Gdy Abram wracał po zwycięstwie
odniesionym nad Kedorlaomerem i królami, którzy z nim byli, wyszedł mu na
spotkanie do doliny Szawe, czyli Królewskiej, król Sodomy. Melchizedek
zaś, król Szalemu, wyniósł chleb i wino; a [ponieważ] był on kapłanem Boga
Najwyższego, błogosławił Abrama, mówiąc: «Niech będzie błogosławiony Abram
przez Boga Najwyższego, Stwórcę nieba i ziemi! Niech
będzie błogosławiony Bóg Najwyższy, który
w twe ręce wydał twoich wrogów!» (Rdz 14,17–20). Tekst
ujawnia istnienie innych jeszcze
religii monoteistycznych istniejących w przestrzeni Palestyny.
Melchizedek zachowuje się niezwykle. Błogosławi Abrama oraz Boga jedynego. Tym
samym autoryzuje religię monoteistyczną Abrama. Postać Melchizedeka, jako
obcego kapłana innej religii, może pełnić rolę pomocniczą do akceptacji
poczynań Abrama. Czytając Biblię trzeba mieć na uwadze, że każde słowo
umieszczone w niej ma swoje racje i czemuś służy. Kolejnych redakcji biblijnych
było wiele. Wszelkie zbędne słowa byłyby dawno usunięte.

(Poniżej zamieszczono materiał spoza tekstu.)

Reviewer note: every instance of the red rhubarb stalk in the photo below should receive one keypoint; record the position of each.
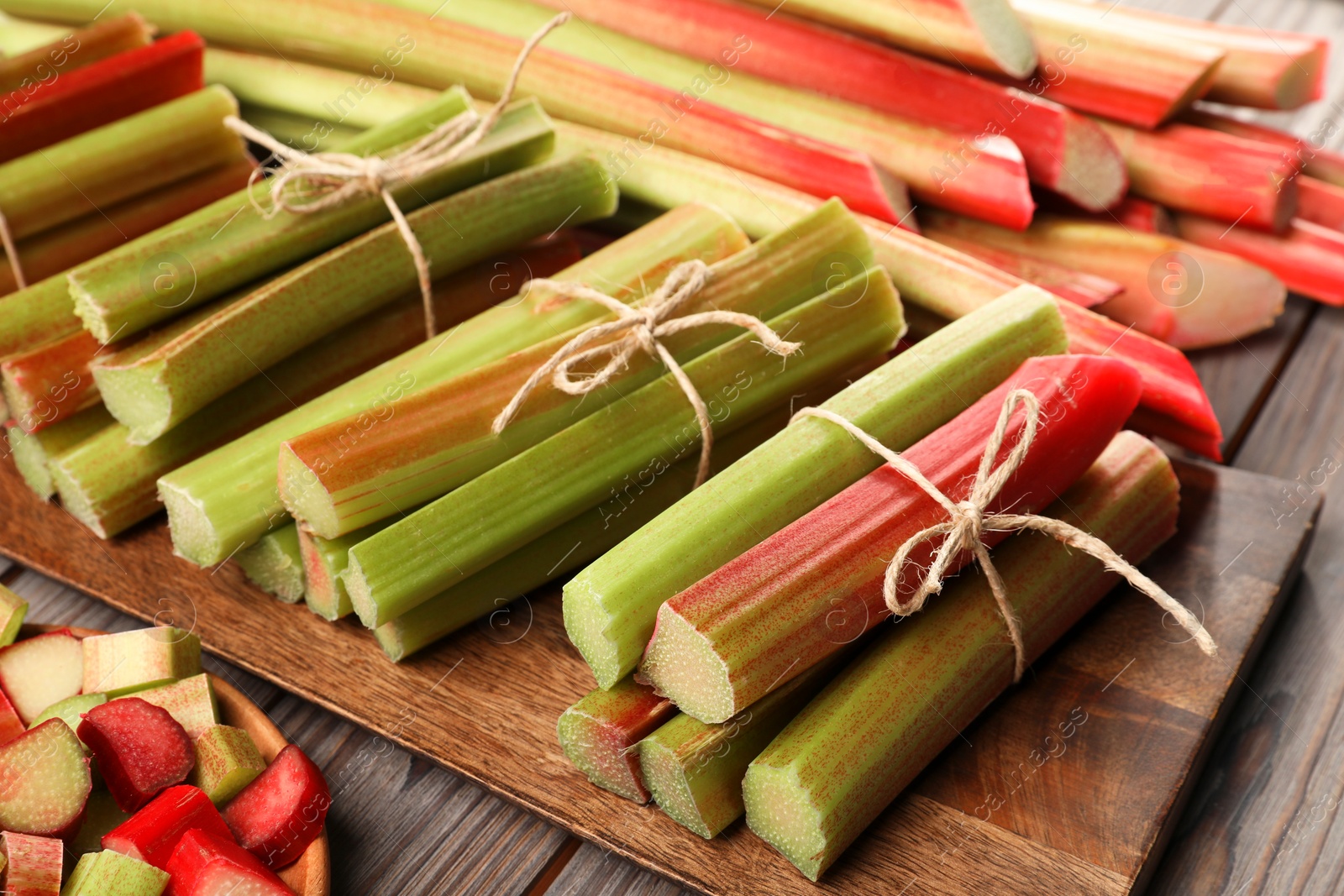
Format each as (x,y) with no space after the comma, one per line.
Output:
(101,93)
(1263,69)
(1210,174)
(1099,63)
(62,248)
(1062,149)
(1310,258)
(815,586)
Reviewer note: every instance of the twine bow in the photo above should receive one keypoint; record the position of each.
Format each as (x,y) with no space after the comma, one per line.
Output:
(644,327)
(11,253)
(311,183)
(968,520)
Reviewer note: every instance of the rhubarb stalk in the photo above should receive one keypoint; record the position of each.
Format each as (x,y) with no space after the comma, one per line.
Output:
(118,161)
(100,94)
(857,746)
(575,470)
(228,499)
(1182,293)
(611,607)
(815,586)
(443,437)
(1062,149)
(163,379)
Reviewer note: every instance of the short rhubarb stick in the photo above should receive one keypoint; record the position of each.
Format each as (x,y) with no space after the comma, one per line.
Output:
(1062,149)
(1210,174)
(111,873)
(983,34)
(443,434)
(228,499)
(31,864)
(45,782)
(33,452)
(1310,258)
(228,244)
(13,610)
(128,661)
(844,758)
(152,835)
(696,770)
(769,614)
(1099,63)
(163,379)
(611,607)
(1182,293)
(226,762)
(575,470)
(1263,69)
(275,564)
(113,163)
(600,734)
(100,94)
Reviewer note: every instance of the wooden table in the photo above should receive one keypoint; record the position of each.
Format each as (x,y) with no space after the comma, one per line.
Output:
(1263,819)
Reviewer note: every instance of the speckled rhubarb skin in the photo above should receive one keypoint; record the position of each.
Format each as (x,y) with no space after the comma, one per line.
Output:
(844,758)
(598,734)
(817,584)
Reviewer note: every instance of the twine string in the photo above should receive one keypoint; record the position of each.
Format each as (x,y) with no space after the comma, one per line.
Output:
(311,183)
(967,521)
(642,328)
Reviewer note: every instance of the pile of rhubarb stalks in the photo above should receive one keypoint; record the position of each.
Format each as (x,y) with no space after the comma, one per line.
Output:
(118,779)
(941,202)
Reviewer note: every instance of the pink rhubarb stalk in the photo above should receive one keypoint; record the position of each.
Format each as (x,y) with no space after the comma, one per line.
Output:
(815,586)
(101,93)
(1062,149)
(1211,174)
(1310,258)
(1099,63)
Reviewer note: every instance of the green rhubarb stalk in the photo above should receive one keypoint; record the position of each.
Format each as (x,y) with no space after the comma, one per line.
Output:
(571,472)
(230,244)
(443,437)
(600,732)
(125,159)
(275,564)
(847,755)
(228,499)
(109,484)
(33,452)
(156,383)
(555,553)
(696,770)
(611,607)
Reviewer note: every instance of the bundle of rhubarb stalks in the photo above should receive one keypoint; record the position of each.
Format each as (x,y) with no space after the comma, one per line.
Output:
(118,779)
(405,394)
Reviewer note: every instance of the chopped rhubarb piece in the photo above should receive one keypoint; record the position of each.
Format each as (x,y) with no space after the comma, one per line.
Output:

Abram odzyskał mienie Lota oraz poszkodowanych miast. Wszystko rozliczył
według poniesionych kosztów. Po tych
wydarzeniach Pan tak powiedział do Abrama podczas widzenia: «Nie obawiaj się, Abramie, bo Ja jestem twoim obrońcą; nagroda twoja będzie sowita» (Rdz
15,1). Autor księgi utrzymuje fantazyjny sposób narracji. Ponownie pokazuje jak
Bóg przemawia do Abrama.
Samo
zwycięstwo Abrama jest potwierdzeniem, że Bóg mu sprzyja. Spotkanie z
Melchizedekiem oraz otrzymane od niego dary (chleb i wino) są zwiastunem i
proroctwem eucharystycznym, a o tym autor biblijny nie mógł wiedzieć. Można
dopatrywać się tu dowodu redakcji Pisma św. pod wpływem natchnienia Bożego (wg
nauki Kościoła).
Autor księgi wprowadza nowy element przekazu, a mianowicie wiarę i
ufność Bogu. Abram żali się Bogu na brak potomka. Bóg obiecuje, a Abram daje
temu wiarę i pozostaje w ufności z Bogiem.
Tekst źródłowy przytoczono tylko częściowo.